The cut in the corporate tax rate from 35 percent to 21 percent is the centerpiece of the Tax Cut Package that took effect this year. This put the United States in line with the rest of the developed world, which has a 24.1 percent average corporate tax rate.
Since corporations are just groups of people, the corporate tax has to be passed on to some other group to be paid. A popular belief is that the corporate tax is equivalent to a tax on the rich, but there is no guarantee that the tax is passed through to the rich. The groups who pay the corporate tax are, instead, likely to be consumers through higher prices, rank-and-file workers through lower wages, and shareholders through lower returns in the stock market. Cutting the corporate tax should improve these indicators.
The corporate tax also has a high compliance cost, estimated by the nonpartisan Tax Foundation to be $147 billion annually, while only raising $300 billion in tax revenue. Compliance costs – the costs associated with hiring accountants, lawyers, and processing paperwork – are wasteful. Reducing this waste is an additional economic benefit.

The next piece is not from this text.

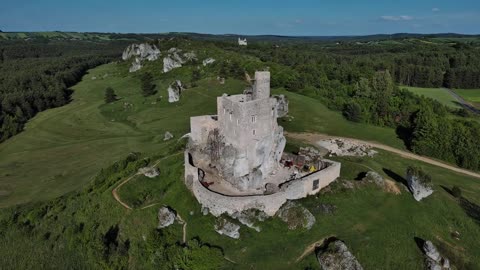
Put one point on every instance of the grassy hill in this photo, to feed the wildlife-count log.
(63, 149)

Though it is early, the effects of the corporate tax cut look promising. Inflation continues to remain low, despite the economy being at full-employment. Wage growth, which has been disappointing through the economic recovery, is now averaging 2.9 percent per year – its best pace since 2008. A corporate tax cut increases the return to capital, since corporations keep a larger share of the profits derived from its capital stock. Consistent with this, the stock market is up by five percent for 2018. A corporate tax cut was widely expected following the 2016 election, and this expectation was likely priced into the stock market prior to the tax cut being enacted. This helps explain the 45 percent rise in the stock market between Election Day and now.

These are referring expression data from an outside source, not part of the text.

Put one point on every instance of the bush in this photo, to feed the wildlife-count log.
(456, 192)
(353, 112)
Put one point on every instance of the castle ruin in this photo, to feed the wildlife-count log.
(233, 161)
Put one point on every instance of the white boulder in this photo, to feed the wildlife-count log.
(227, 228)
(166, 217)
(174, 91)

A corporate tax cut increases the return on business investment in equipment and capital goods. Business fixed investment has increased by $200 billion since the beginning of 2017 after remaining flat since 2014. Some of this increase is likely due to the expectation of a corporate tax cut.

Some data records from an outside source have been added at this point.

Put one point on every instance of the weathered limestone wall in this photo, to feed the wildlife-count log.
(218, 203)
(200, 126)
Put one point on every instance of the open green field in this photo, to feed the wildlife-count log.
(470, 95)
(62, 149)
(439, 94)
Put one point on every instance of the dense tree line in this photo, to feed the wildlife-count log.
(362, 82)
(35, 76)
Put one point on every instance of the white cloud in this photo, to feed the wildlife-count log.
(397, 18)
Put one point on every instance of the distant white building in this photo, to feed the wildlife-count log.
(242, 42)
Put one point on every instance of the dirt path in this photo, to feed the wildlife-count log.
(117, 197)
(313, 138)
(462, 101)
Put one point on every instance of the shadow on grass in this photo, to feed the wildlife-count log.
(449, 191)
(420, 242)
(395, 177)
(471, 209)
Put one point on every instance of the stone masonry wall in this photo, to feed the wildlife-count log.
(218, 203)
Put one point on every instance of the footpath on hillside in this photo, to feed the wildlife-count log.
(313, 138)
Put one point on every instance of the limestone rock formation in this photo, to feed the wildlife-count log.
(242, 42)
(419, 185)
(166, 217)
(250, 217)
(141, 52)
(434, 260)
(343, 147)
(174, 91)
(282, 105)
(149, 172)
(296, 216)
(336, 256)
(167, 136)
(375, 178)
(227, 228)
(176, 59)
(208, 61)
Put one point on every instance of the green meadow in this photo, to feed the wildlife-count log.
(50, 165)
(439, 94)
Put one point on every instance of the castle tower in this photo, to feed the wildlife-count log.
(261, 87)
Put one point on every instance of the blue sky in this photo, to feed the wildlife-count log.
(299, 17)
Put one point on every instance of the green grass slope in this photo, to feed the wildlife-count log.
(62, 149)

The biggest downside to the tax cut is the impact it is having on the U.S. budget deficit. The budget deficit has increased from $665 billion in 2017 to an estimated $833 billion in 2018 – a deficit equivalent to four percent of Gross Domestic Product. This is a grossly irresponsible deficit for the government to be running when the economy is at full-employment. At worst, this invites a serious fiscal crisis. At the very least, when the next recession hits and tax revenues fall, the deficit will get even larger and the government will have few fiscal tools available to stimulate the economy. The deficit needs to be addressed, and soon.